What this book covers
Chapter 1, Revisiting Elasticsearch and the Changes, guides you through how Apache Lucene works and will introduce you to Elasticsearch 5.x, describing the basic concepts and showing you the important changes in Elasticsearch from version 1.x to 5.x.
Chapter 2, The Improved Query DSL, describes the new default scoring algorithm, BM25, and how it would be better than the previous TF-IDF algorithm. In addition to that, it explains various Elasticsearch features, such as query rewriting, query templates, changes in query modules, and various queries to choose from in a given scenario.
Chapter 3, Beyond Full Text Search, describes queries about rescoring, multimatching control, and function score queries. In addition to that, this chapter covers the scripting module of Elasticsearch.
Chapter 4, Data Modeling and Analytics, discusses different approaches of data modeling in Elasticsearch and also covers how to handle relationships among documents using parent-child and nested data types, along with focusing on practical considerations. It further discusses the aggregation module of Elasticsearch for the purpose of data analytics.
Chapter 5, Improving the User Search Experience, focuses on topics for improving the user search experience using suggesters, which allows you to correct user-query spelling mistakes and build efficient autocomplete mechanisms. In addition to that, it covers how to improve query relevance and how to use synonyms to search.
Chapter 6, The Index Distribution Architecture, covers techniques for choosing the right amount of shards and replicas, how routing works, how shard allocation works, and how to alter its behavior. In addition to that, we discuss what query execution preference is and how it allows us to choose where the queries are going to be executed.
Chapter 7, Low-Level Index Control, describes how to alter Apache Lucene scoring and how to choose an alternative scoring algorithm. It also covers NRT searching and indexing and transaction log usage and allows you to understand segment merging and tune it for your use case along with the details about removed merge policies inside Elasticsearch 5.x. At the end of the chapter, you will also find information about IO throttling and Elasticsearch caching.
Chapter 8, Elasticsearch Administration, focuses on concepts related to administering Elasticsearch. It describes what the discovery, gateway, and recovery modules are, how to configure them, and why you should bother. We also describe what the cat API is and how to back up and restore your data to different cloud services (such as Amazon AWS and Microsoft Azure).

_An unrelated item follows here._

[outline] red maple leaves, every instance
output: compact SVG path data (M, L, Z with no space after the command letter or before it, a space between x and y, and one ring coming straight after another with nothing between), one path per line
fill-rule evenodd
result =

Chapter 9, Data Transformation and Federated Search, covers the latest feature of Elasticsearch 5, that is ingest node, which allows us to preprocess data into the Elasticsearch cluster itself before indexing. It further tells us about how federated search works with different clusters using tribe nodes.
Chapter 10, Improving Performance, discusses Elasticsearch performance improvements under different loads and what the right way of scaling production clusters is, along with covering the insights into garbage collections and hot threads issues and how to deal with them. It further covers query profiling and query benchmarking. In the end, it explains the general Elasticsearch cluster tuning advice under high query rate scenarios versus high indexing throughput scenarios.
Chapter 11, Developing Elasticsearch Plugins, covers Elasticsearch plugins' development by showing and describing in depth how to write your own REST action and language analysis plugin.
Chapter 12, Introducing Elastic Stack 5.0, introduces you to the components of Elastic Stack 5.0, covering Elasticsearch, Logstash, Kibana, and Beats.